RFC: SDPA Optimization CPU #56

Valentine233 · 2023-08-03T05:45:09Z

No description provided.

Valentine233 · 2023-08-03T06:00:51Z

@mingfeima @jgong5, please have a look and help review, thanks.

jgong5 · 2023-08-03T06:44:33Z

RFC-0025-sdpa-optm-cpu.md

+The following will be nice to have for PT 2.1:
+
+*   Support data type of float16.
+*   Enable the SDPA graph rewriting for Inductor.


I suppose the fusion would automatically apply to the inductor after we add the kernel support to SDPA, right?

I suppose the fusion would automatically apply to the inductor after we add the kernel support to SDPA, right?

Yes, the fusion is automatically applied now. However, there would be assertion checks for intermediate outputs' shapes and strides, which are not the same for CPU and CUDA implementations. For example, the output logsumexp which is used for backward calculation, has the shape of {batch_size, query_length, num_head} in CPU and the shape of {batch_size, num_head, query_length} in CUDA. Besides, other outputs like cum_seq_q, cum_seq_k, are not used and are assigned with zero-size tensors in CPU. For now, I have temporarily disabled CPU fusion path and would enable it if having time to fix the issue mentioned before.

Inductor currently falls back to the aten function for sdpa_flash and sdpa_efficeint_attention so should be similar in this case, unless you are talking about the pattern matcher

Yeah, after doing the fused attention pattern matching in Inductor, some graph nodes could be replaced with one SDPA node. If the SDPA node uses sdpa_flash, Inductor would check the all outputs' shapes and strides in CPP output code.

jgong5 · 2023-08-03T06:46:19Z

RFC-0025-sdpa-optm-cpu.md

+Here are the detailed implementation items:
+
+*   The flash attention CPU kernel is added, in which both forward and backward paths are implemented for data types float32 and bfloat16.
+*   Write an SDPA selecting function for CPU to automatically choose one SDPA implementation among several ones.


Can we elaborate more on the algorithm used for selecting functions?

Thanks, modified.

jgong5 · 2023-08-03T06:46:50Z

RFC-0025-sdpa-optm-cpu.md

+
+Here are the detailed implementation items:
+
+*   The flash attention CPU kernel is added, in which both forward and backward paths are implemented for data types float32 and bfloat16.


Please add more details on how the fusions are implemented on CPU.

Thanks, modified.

jgong5 · 2023-08-03T06:49:07Z

RFC-0025-sdpa-optm-cpu.md

+## **Performance**
+All validations are run on SPR machine.
+
+### NanoGPT's SDPA kernel


Can you also provide shape details from the benchmarks?

Thanks, added.

jgong5 · 2023-08-03T06:49:52Z

RFC-0025-sdpa-optm-cpu.md

+
+For the SDPA optimization, there are two things that needed to be discussed and I hope to have your precious opinions.
+
+One is about the util functions for SDPA selection. The current util functions are under the CUDA folder, i.e. `transformers/cuda/sdp_utils`. For CPU, we have similar functions in `transformers/sdp_utils_cpp` (see #105131). It is good to know whether we need to make them a unified API.


What's the problem of unifying these utils?

There exist compilation issues when the files in CUDA folder include the files in non-CUDA folder, and vice versa.
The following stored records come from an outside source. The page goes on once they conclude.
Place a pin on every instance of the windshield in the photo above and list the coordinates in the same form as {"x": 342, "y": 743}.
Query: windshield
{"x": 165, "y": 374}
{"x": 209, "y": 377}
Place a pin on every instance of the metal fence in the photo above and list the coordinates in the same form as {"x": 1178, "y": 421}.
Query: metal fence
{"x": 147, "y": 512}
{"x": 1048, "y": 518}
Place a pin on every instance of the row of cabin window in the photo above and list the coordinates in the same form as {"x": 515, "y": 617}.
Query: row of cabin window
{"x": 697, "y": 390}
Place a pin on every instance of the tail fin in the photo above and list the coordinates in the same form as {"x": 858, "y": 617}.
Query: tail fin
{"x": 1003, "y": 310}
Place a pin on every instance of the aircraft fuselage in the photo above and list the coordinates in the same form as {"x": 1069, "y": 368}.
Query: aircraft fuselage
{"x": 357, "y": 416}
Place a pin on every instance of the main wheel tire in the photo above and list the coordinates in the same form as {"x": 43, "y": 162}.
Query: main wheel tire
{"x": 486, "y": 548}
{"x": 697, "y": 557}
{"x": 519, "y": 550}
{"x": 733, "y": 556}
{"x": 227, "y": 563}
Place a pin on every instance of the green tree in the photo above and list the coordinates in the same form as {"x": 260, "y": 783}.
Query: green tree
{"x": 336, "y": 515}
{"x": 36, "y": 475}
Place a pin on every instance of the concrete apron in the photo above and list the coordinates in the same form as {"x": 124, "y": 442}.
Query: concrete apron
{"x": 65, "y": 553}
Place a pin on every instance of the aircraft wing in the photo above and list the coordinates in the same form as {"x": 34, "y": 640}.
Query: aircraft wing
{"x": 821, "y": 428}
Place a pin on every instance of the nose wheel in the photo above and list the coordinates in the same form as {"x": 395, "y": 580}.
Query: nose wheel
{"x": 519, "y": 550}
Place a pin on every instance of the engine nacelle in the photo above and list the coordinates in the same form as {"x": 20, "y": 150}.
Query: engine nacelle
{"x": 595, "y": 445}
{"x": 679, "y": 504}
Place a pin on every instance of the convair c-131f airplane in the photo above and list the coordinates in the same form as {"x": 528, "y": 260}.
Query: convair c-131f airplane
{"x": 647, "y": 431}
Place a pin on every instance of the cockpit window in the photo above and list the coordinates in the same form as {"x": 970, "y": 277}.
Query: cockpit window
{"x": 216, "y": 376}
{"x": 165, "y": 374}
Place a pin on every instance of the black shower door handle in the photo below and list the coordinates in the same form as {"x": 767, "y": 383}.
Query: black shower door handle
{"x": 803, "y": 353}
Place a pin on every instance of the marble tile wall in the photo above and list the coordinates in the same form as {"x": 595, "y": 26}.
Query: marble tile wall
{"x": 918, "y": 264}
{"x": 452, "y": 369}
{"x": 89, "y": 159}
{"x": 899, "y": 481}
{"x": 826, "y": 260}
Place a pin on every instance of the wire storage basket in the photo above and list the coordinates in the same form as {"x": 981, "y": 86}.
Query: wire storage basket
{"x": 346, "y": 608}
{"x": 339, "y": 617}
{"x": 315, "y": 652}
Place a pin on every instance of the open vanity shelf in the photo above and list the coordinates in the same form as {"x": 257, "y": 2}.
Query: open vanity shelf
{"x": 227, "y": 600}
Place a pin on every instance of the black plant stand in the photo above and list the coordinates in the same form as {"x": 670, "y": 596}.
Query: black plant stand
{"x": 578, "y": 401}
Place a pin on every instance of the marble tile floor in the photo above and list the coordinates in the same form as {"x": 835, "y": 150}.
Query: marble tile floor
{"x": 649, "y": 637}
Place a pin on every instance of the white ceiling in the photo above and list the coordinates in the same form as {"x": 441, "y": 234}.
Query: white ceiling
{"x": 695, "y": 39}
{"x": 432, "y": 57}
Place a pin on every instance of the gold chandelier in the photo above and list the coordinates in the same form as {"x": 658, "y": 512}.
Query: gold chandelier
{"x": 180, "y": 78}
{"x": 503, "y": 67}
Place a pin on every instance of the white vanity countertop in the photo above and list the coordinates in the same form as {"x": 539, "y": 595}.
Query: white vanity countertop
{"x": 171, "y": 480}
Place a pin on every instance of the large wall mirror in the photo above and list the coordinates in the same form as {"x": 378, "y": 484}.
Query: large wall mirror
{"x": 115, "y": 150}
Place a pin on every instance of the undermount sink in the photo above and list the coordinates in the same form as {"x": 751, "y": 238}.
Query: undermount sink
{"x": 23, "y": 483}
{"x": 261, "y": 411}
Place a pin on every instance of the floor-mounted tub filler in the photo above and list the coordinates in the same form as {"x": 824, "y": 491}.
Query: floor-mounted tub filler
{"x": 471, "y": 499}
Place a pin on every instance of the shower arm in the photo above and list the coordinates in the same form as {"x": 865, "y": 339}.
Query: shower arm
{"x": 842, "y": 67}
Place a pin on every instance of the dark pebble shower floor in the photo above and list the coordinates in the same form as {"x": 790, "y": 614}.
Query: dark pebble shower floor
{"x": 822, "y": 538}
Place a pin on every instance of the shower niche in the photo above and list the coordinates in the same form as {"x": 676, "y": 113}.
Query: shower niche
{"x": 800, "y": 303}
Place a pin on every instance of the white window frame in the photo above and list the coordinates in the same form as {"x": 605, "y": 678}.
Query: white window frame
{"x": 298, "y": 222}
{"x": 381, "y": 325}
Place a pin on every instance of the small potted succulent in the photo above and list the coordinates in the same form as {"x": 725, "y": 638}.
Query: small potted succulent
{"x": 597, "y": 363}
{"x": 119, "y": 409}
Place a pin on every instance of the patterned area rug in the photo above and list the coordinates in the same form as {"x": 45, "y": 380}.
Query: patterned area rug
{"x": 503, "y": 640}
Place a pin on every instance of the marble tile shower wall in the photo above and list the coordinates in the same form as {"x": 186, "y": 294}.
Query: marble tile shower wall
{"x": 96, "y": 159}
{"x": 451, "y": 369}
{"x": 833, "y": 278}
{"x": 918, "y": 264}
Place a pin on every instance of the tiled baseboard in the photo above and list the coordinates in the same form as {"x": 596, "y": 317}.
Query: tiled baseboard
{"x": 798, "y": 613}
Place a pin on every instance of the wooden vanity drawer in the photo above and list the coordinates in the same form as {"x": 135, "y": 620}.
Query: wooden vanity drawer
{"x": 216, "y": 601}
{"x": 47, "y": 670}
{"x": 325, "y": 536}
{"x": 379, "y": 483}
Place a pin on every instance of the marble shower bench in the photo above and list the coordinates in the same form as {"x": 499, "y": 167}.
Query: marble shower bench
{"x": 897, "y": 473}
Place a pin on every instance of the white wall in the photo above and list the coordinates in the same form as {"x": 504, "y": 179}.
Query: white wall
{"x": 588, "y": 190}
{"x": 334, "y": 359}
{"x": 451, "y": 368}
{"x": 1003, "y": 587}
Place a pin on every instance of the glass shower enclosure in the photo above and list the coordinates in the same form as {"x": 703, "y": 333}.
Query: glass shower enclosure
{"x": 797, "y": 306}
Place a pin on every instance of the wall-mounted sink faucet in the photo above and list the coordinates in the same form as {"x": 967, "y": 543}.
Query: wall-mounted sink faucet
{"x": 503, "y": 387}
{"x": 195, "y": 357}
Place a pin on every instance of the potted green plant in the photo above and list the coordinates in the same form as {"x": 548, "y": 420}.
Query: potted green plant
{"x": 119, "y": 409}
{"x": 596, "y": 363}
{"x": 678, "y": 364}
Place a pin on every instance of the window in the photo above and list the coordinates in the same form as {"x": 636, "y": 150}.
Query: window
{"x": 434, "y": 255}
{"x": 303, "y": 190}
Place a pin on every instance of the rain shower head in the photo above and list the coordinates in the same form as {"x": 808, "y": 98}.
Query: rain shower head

I'll spend more time to figure out the solution.

I think that this can be resolved, there is functionality that is needed for cuda dispatching that requires cuda utils to be built. I think though that the common utils can be abstracted out and shared between the two

Thanks, would do it.

The common utils abstraction has been done in #105131.

albanD · 2023-08-04T13:33:30Z

cc @drisspg

jgong5

LGTM. I know we are also working on EfficientAttention. Do we plan to submit a separate RFC or combine them two? @mingfeima

mingfeima · 2023-08-07T06:04:01Z

LGTM. I know we are also working on EfficientAttention. Do we plan to submit a separate RFC or combine them two? @mingfeima

No, just this one.

drisspg · 2023-08-07T19:56:24Z

jgong5

Can you elaborate on the difference between EfficientAttention and what is discussed here?

drisspg · 2023-08-07T19:59:22Z

RFC-0025-sdpa-optm-cpu.md

+
+Here are the detailed implementation items:
+
+*   The flash attention CPU kernel is added, in which both forward and backward paths are implemented for data types float32 and bfloat16. Blocking is applied on dimensions of query length and kv length and the fusion of gemm + softmax update + gemm is done at once for each block. Specifically, FP32In-FP32Out and FP32In-BF16Out adopt the mkl gemm and BF16In-BF16Out adopts the OneDNN one. Parallelization is on the dimensions of batch size, head number and query length for forward path, and on the dimensions of batch size and head number for backward path. In addition, the causal attention mask is supported. As the attention is masked for the unseen tokens, early termination is applied and we only calculate the blocks in the lower triangular part.


How is the mixed_dtype supposed to be handled ? Will it be built off of this: pytorch/pytorch#103333?

Currently, we only support the case where the three inputs, e.g. q, k, v, and the output own the same data type. Do you have any suggestions?

This makes sense, I guess I was confused on FP32In-BF16Out but is this used for the second bmm after the softmax?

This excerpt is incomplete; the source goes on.